Should we trust our judgments about the proficiency of Motivational Interviewing counselors? A glimpse at the impact of low inter-rater reliability

Motiv Interviewing. 2014;1(3):38-41. doi: 10.5195/mitrip.2014.43.

Abstract

Standardized rating systems are often used to evaluate the proficiency of Motivational Interviewing (MI) counselors. The published inter-rater reliability (degree of coder agreement) in many studies using these instruments has varied a great deal; some studies report MI proficiency scores that have only fair inter-rater reliability, and others report scores with excellent reliability. How much can we to trust the scores with fair versus excellent reliability? Using a Monte Carlo statistical simulation, we compared the impact of fair (0.50) versus excellent (0.90) reliability on the error rates of falsely judging a given counselor as MI proficient or not proficient.

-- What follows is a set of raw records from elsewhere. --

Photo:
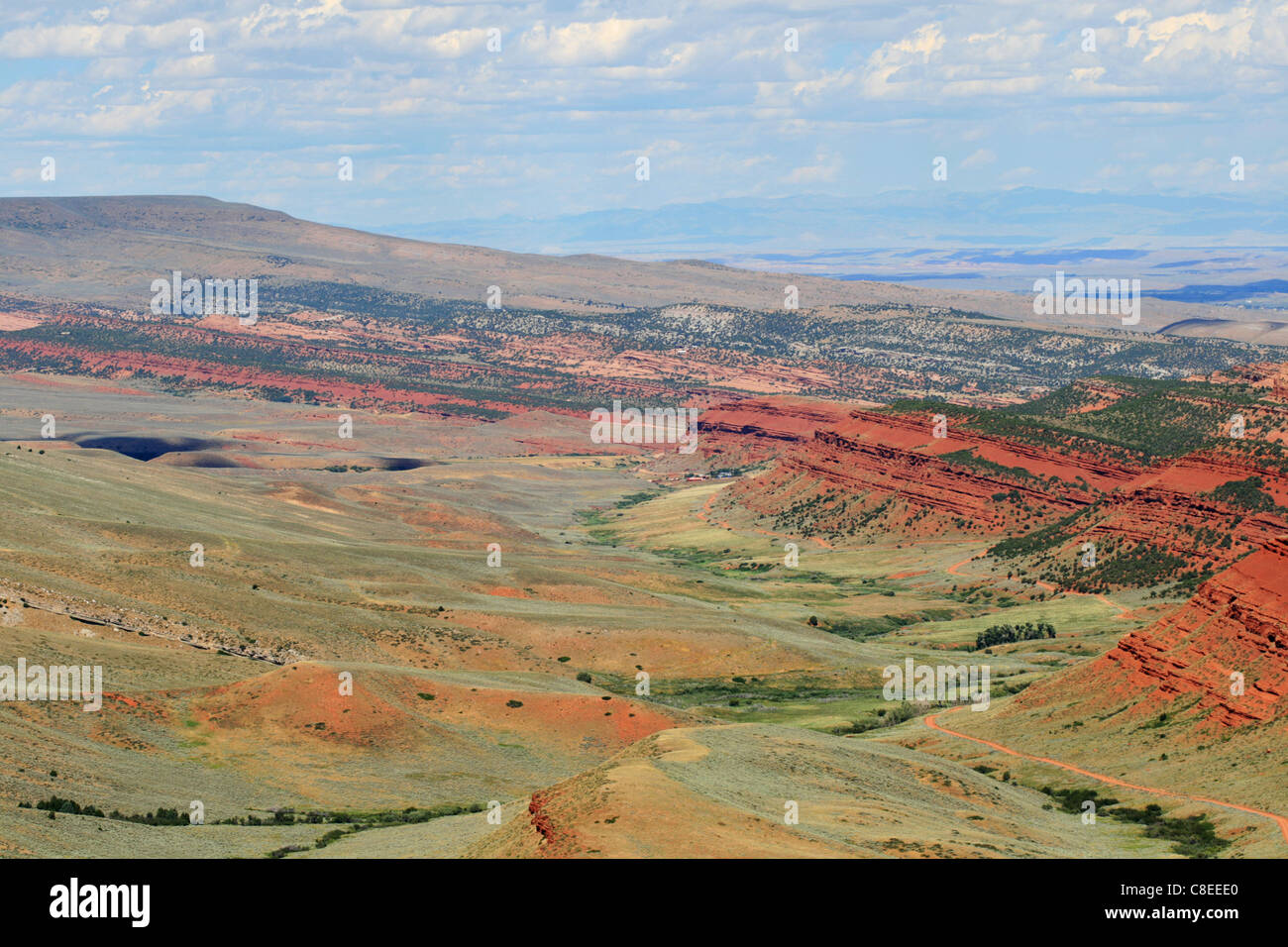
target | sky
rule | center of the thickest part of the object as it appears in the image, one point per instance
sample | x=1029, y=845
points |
x=464, y=111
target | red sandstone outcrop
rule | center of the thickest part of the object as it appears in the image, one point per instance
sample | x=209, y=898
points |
x=1235, y=624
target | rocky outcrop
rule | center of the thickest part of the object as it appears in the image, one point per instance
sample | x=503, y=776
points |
x=1227, y=651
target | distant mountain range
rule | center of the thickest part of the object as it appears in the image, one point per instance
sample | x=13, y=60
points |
x=935, y=217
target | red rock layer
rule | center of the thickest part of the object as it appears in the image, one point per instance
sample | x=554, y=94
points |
x=1235, y=624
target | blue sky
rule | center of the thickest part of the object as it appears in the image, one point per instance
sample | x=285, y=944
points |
x=439, y=128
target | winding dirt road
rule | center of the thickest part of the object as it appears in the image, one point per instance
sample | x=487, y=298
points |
x=1109, y=780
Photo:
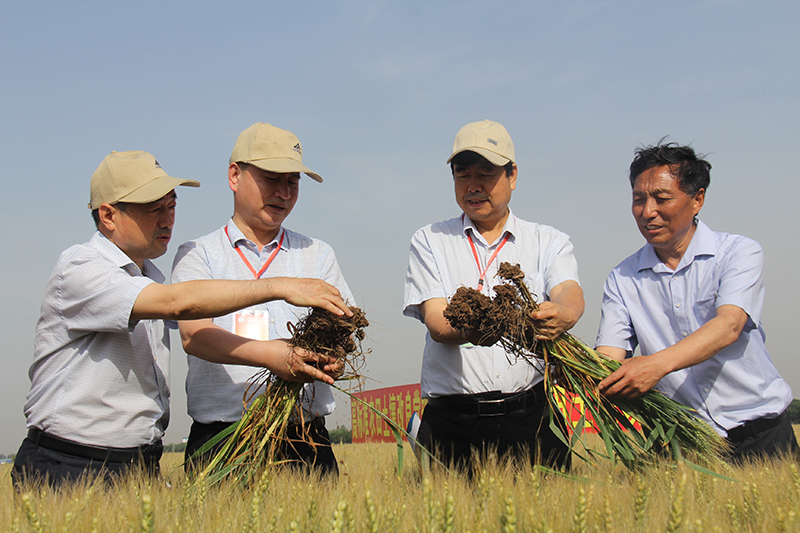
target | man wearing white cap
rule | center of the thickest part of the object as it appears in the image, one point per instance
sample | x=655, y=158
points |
x=264, y=175
x=478, y=396
x=99, y=397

We found that improving the inter-rater reliability of any given score from 0.5 to 0.9 would cause a marked reduction in proficiency judgment errors, a reduction that in some MI evaluation situations would be critical. We discuss some practical tradeoffs inherent in various MI evaluation situations, and offer suggestions for applying findings from formal MI research to problems faced by real-world MI evaluators, to help them minimize the MI proficiency judgment errors bearing the greatest cost.

Keywords: Motivational Interviewing Treatment Integrity; counselor proficiency; inter-rater reliability; motivational interviewing; proficiency judgments.